In Which Ellen Page Could Be Described As Incidental
Two Becomes One
by ALEX CARNEVALE
Beyond: Two Souls
creator David Cage
On the inside, the deep inside, are you aching to watch Ellen Page as a CIA agent gone rogue? Think about this, and realize that French auteur and all-around good guy David Cage has made it so that you can play as a four year old Ellen Page. Marking other people's graves there will be other accomplishments, but for David Cage there can be but one.
Jodie Holmes (an ELECTRIC Ellen Page) has lived with a spirit all her life. In the axiomatic, potentially libelous language of The U.S.A., this means this being comes from the Infraworld and must be used as a mercenary by the CIA. There was no one else to do this job but Ellen Page. Basically no one could look as good in so many different outfits.
When you think about it, most any job is more properly filled by Ellen Page. She can crow about how her shirt sucks and she got stains on her moccasins, doesn't this totally ruin an otherwise Ellen Page-worthy day?
French developer Quantic Dream uses advanced motion capture techniques to do the impossible - make Willem Dafoe look any age less than 90. Ellen's mo-cap begins to go awry from ages 8-16: Beyond: Two Souls covers her entire lifespan, including a completely unproductive goth phase. Before she goes out on state-sponsored assassination missions, she must cast aside the pendulous responsibilities of her bat mitzvah:
She is watched by men at all times, Ellen Page is. They want to harm her emotionally, usually, or beat her up. In a bar once, she murders three men who try to rape her. Cage follows this bromide of a scene with a lengthy sequence in which Page's Holmes finds a spiritual connection with some Native Americans.
Because of her service to her country, there is a deep and abiding possibility that Ellen Page could be nominated as the President of the United States.
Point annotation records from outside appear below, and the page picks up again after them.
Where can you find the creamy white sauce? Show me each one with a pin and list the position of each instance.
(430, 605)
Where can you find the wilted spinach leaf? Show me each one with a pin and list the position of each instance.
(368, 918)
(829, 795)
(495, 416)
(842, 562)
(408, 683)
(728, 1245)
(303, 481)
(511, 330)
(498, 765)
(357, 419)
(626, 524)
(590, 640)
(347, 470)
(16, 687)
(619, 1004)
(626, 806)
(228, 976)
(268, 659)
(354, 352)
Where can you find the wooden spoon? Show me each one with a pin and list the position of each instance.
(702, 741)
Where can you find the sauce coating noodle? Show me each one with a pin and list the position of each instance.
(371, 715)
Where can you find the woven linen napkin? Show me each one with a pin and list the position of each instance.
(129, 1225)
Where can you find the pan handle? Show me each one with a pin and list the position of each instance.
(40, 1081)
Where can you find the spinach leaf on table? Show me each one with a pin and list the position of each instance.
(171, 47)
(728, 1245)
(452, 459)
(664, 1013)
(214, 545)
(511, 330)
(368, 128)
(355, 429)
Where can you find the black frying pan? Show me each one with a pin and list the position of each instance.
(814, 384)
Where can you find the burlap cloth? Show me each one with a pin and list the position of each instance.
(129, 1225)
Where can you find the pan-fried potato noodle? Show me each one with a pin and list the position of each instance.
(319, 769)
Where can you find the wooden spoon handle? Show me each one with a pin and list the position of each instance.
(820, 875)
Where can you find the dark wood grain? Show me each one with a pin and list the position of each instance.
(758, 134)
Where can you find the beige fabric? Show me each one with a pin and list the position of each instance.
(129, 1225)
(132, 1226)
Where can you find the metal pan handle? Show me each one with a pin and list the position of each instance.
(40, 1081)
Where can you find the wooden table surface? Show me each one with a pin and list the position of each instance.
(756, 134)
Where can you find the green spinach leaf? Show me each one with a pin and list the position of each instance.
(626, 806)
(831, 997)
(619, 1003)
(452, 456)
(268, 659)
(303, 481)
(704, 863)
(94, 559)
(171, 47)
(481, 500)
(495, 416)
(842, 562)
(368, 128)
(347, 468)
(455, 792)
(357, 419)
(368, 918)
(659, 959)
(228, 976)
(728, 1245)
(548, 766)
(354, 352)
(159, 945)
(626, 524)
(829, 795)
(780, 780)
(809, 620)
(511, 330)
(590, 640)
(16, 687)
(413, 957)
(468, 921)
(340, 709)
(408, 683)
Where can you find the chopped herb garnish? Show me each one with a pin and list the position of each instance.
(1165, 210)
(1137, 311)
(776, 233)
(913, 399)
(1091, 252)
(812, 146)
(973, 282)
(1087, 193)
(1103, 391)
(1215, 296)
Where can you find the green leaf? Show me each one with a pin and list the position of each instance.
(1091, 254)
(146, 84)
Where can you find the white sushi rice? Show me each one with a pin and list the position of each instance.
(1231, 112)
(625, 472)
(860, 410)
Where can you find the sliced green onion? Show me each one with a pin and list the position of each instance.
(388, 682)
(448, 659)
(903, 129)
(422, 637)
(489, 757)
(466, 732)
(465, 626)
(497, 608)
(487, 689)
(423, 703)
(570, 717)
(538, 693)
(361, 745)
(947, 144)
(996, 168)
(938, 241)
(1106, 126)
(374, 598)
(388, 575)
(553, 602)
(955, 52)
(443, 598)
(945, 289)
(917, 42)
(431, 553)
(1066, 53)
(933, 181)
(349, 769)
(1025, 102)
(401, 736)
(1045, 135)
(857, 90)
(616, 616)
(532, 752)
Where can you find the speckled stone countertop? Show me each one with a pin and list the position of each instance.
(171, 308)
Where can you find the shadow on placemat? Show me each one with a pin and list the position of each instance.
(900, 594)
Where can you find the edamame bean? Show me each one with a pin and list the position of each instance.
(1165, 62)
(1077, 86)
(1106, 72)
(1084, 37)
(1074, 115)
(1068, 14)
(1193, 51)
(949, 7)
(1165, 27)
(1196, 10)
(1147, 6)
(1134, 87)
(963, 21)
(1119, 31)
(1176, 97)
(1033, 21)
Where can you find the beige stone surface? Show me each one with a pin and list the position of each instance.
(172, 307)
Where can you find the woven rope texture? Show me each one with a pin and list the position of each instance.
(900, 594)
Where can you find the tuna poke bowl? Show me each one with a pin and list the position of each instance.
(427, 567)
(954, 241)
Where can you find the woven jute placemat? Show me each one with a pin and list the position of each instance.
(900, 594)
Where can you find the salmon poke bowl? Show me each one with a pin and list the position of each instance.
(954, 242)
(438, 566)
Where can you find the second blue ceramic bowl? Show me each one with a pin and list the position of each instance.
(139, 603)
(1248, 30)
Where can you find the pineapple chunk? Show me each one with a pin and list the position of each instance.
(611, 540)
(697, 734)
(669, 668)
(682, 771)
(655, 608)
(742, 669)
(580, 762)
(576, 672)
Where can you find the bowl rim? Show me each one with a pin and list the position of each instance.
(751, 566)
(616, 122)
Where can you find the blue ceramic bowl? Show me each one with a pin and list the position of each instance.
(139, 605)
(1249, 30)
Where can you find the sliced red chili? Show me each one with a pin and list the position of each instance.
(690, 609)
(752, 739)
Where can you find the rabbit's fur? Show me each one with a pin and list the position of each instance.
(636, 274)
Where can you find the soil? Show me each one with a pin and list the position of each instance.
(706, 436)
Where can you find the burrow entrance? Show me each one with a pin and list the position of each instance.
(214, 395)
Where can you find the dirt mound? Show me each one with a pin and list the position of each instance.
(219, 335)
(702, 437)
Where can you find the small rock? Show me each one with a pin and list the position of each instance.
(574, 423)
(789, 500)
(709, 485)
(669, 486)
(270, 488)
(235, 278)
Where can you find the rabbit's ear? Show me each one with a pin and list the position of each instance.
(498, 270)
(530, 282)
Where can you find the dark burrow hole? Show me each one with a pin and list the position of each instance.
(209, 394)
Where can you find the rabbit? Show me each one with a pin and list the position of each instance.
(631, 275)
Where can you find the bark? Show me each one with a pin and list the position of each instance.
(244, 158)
We are just dumb enough to convince ourselves of something like this, Cage opines. All his favorite movies (chief among them Requiem for a Dream quite obviously) and games are American, and Beyond: Two Souls plays out, in its segmented vignettes, like a collection or a compendium of his obsession with our country.
Hailed for his ability to bring true human emotion into gameplay, the character models of Beyond: Two Souls are so realistic that Ellen Page's presence is palpable, and if she overstays her welcome, just be glad that there's no abortion message in there. Oh wait there was one.
Ms. Page actually had to dispel some vicious rumors when the lifelike model of actress Ashley Jensen in The Last of Us tread on her recognizable image by resembling EP too closely. People kept going on tweeter and congratulating her about her performance, the one she never made. (It might have been too familiar a compliment long before The Last of Us ever came to be.)
Instead of having the good grace to recognize that not every brunette was her clone, Page issued a warning. She wrote in letters a sociopath cuts out of a magazine, and it said "don't tread on my IP" and there was, for some reason, an emoji after that. (If intellectual property belongs to Ellen Page, it is usually called EP after its Oscar-nominated namesake, Ellen Page.)
She could have further explained, but her new game was not out yet. She could have said, "Guys I have a spirit named Aiden inside of me in my next game, Beyond: Two Souls. Would you be willing to play as a spirit inside me? Sounds good, doesn't it? Chris Evans looks like a hunk of cheese up close. See you guys."
Alex Carnevale is the editor of This Recording.